We can represent the collapse of an object (e.g. a star) by a Penrose causal diagram looking like:
The trouble is that I now have to explain what a Penrose diagram is, but that would be a long article in itself. The vertical axis is a timelike coordinate and horizontal distance away from the vertical dashed line is sort of radial distance. One of the key points about these diagrams is that light rays always travel at 45º. You'll see why this matters in a moment.
The green line shows the surface of the collapsing object, and the red line shows the singularity. You might be a bit puzzled that the singularity is a line not as point, but remember that this is a spacetime diagram so every point in space traces out a line as it moves through time.
If we consider a light ray emitted from the surface of the star, then that light ray will travel at 45º from lower left to upper right, like the blue arrow I've drawn. It should be obvious that every light ray emitted after the blue arrow must hit the singularity, so the blue arrow shows the time at which the event horizon forms. It should also also be obvious that this happens before the singularity forms.
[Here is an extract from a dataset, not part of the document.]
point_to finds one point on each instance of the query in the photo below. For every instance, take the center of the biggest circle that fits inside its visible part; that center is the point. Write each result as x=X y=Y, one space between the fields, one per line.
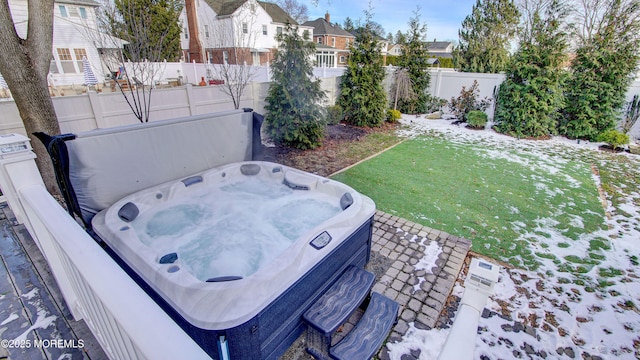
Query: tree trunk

So the answer to your question is that yes the horizon does form before the singularity forms.
But ...
The vertical axis is not time as you and I understand it. It's actually the timelike coordinate $v$ from the Kruskal-Szekeres coordinates that has been further transformed to map the infinite time axis onto a finite line. The mapping preserves causality, so something at later "time" cannot cause something at an earlier "time". Thus we can confidently state that the singularity forms "after" the horizon. But this does not correspond in any useful way to times you might measure with your clock. In fact according your clock neither the horizon nor the singularity will ever form i.e. both would require an infinite time to form.